We set sail about 6:00 pm and after an early dinner, Chuck and I were in our cabin sawing logs.
Our first port of call was Dubrovnik, Croatia. The next day was a sea day. This was perfect for us, we were glad to have the much needed down day after the previous two weeks of non-stop touring.
During the night I came down with a stomach virus. I called the desk and they sent up the ship doctor. He gave me medicine and also quarantined me to my cabin for the next 24 hours.
Since I could not leave my cabin, I could not go ashore in Dubrovnik. It was a bummer, but to be honest, I didn't feel much like walking the old city of Dubrovnik anyway. Luckily, Chuck was not quarantined and he was able to go ashore. That evening, I was feeling much better and the quarantine was lifted.

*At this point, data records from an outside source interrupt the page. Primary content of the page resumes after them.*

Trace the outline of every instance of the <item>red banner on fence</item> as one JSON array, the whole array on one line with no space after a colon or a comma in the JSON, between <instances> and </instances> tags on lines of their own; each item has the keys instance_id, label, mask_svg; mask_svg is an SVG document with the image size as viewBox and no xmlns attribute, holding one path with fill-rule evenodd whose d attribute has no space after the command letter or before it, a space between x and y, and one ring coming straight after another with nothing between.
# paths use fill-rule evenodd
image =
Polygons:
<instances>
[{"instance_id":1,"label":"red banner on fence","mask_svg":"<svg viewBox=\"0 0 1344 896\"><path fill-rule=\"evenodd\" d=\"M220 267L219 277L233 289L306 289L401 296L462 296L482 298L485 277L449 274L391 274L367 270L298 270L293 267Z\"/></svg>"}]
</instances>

Our next port of call was Kotor, Montenegro. I woke up feeling great and eager to get off the ship.
Here is Chuck standing in front of the welcome to Montenegro sign.
After our tour around the bay, we ventured into the old town of Kotor. The fountain below is located just outside the walls of the old town.
Once inside the stone walls of the city, the first church we saw was St. Tryphon Cathedral, which dates back to 1166.
We wondered through the streets of old Kotor. They wind so much that one could get lost. There were many nice plazas like the one below.
And there were many tunnels.
Another plaza. Notice the wash drying on the balcony of the building.
It was at this plaza we noticed steps going up. We decided to climb them and see where they went. After climbing up, up, up, we met some people coming down. We asked them how far to the top and they said about 45 more minutes. Whoa, not for me.
We did climb a little further and I was able to get these shots of the bay.
If you look closely in this picture, you can see our ship in the bay.
Kotor has a large population of cats that have become a symbol of the city. They city has several cat stores and a cat museum, as well as the Cat's Square. Water and food is left throughout the city for the cats to feed on, and cardboard boxes are often arranged to be a place for the cats to sleep in.
After touring the old city, Chuck and I found a wonderful little restaurant on the bay.
Chuck scored with a nice size bowl of mussels.
As we were going back to the dock to get back to our ship, I saw a tourist saying goodbye to one of the cats of Kotor.
We had a great day there. I was full of gratitude that I was healthy enough to enjoy it.